How does the time to check change as the number gets bigger?
Scenario Under Consideration
Analyze the time complexity of the following code snippet.
def is_even(num: int) -> bool:
return (num & 1) == 0
number = 42
print(is_even(number)) # True if even, False if odd
This code uses a bitwise AND to check the last bit of the number to decide if it is even or odd.
Identify Repeating Operations
Identify the loops, recursion, array traversals that repeat.
- Primary operation: A single bitwise AND operation.
- How many times: Exactly once per function call.

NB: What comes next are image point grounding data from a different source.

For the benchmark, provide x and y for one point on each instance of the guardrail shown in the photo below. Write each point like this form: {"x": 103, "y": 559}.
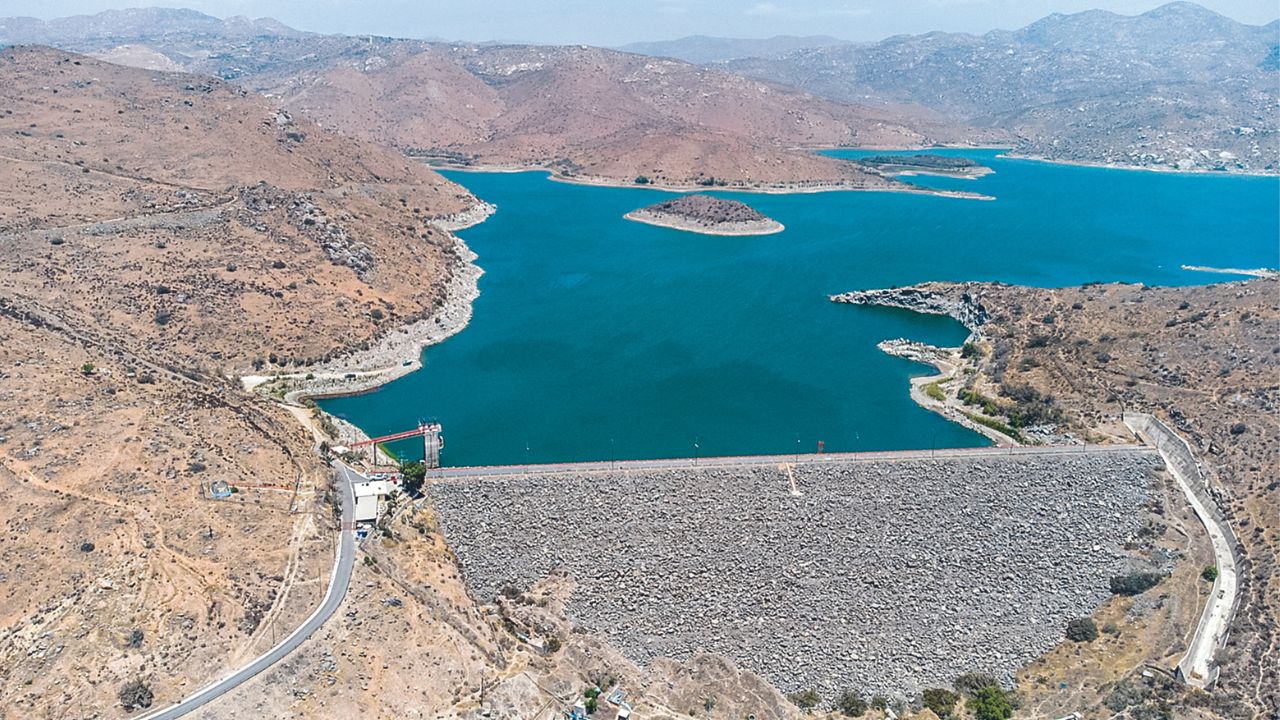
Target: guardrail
{"x": 1198, "y": 666}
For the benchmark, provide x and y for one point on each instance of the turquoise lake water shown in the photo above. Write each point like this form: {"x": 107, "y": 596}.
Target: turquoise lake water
{"x": 597, "y": 337}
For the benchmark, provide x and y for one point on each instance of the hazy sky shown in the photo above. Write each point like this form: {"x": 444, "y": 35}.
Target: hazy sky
{"x": 615, "y": 22}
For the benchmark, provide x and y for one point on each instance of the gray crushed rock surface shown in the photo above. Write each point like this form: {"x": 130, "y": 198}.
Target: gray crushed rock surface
{"x": 881, "y": 575}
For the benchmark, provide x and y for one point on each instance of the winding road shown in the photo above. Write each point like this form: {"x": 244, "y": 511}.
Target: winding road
{"x": 338, "y": 580}
{"x": 1198, "y": 666}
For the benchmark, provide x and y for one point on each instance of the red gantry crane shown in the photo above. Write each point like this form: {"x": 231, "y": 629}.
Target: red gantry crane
{"x": 433, "y": 442}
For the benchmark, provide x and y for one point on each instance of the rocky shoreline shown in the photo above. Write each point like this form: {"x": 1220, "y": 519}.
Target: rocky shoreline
{"x": 400, "y": 351}
{"x": 968, "y": 310}
{"x": 676, "y": 222}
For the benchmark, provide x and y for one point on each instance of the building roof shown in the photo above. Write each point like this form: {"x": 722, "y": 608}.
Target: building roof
{"x": 373, "y": 487}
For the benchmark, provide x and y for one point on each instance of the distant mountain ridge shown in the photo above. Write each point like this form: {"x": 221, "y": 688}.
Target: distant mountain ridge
{"x": 700, "y": 49}
{"x": 585, "y": 112}
{"x": 136, "y": 24}
{"x": 1178, "y": 86}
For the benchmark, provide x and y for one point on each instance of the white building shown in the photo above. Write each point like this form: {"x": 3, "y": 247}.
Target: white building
{"x": 370, "y": 496}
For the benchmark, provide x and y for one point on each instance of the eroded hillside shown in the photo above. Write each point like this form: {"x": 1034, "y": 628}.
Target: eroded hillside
{"x": 159, "y": 232}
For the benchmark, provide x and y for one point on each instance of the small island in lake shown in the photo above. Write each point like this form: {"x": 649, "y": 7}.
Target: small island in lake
{"x": 926, "y": 164}
{"x": 705, "y": 214}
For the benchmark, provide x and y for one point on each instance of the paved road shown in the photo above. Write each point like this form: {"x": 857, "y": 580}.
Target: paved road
{"x": 1197, "y": 665}
{"x": 749, "y": 460}
{"x": 338, "y": 582}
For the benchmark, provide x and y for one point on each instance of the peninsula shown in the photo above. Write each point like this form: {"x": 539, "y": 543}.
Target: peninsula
{"x": 926, "y": 164}
{"x": 705, "y": 214}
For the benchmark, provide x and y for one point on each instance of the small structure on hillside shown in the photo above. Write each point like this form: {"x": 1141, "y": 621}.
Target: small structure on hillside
{"x": 370, "y": 496}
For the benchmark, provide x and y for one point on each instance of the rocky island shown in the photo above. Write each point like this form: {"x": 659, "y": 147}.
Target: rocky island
{"x": 926, "y": 164}
{"x": 705, "y": 214}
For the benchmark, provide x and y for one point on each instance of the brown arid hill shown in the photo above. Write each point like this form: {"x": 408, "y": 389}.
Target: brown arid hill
{"x": 589, "y": 112}
{"x": 1206, "y": 360}
{"x": 1175, "y": 87}
{"x": 586, "y": 112}
{"x": 163, "y": 235}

How Execution Grows With Input
The operation always takes the same time no matter how big the number is.
| Input Size (n) | Approx. Operations |
|---|---|
| 10 | 1 |
| 100 | 1 |
| 1000 | 1 |
Pattern observation: The time does not grow with input size; it stays constant.
Final Time Complexity
Time Complexity: O(1)
This means the check takes the same small amount of time no matter how big the number is.
Common Mistake
[X] Wrong: "Checking bits takes longer for bigger numbers because they have more bits."
[OK] Correct: The operation only looks at the last bit, so it always takes the same time regardless of number size.
Interview Connect
Knowing this quick bit check shows you understand how computers work with numbers and can write very fast code.
Self-Check
"What if we checked multiple bits to find if a number is divisible by 4? How would the time complexity change?"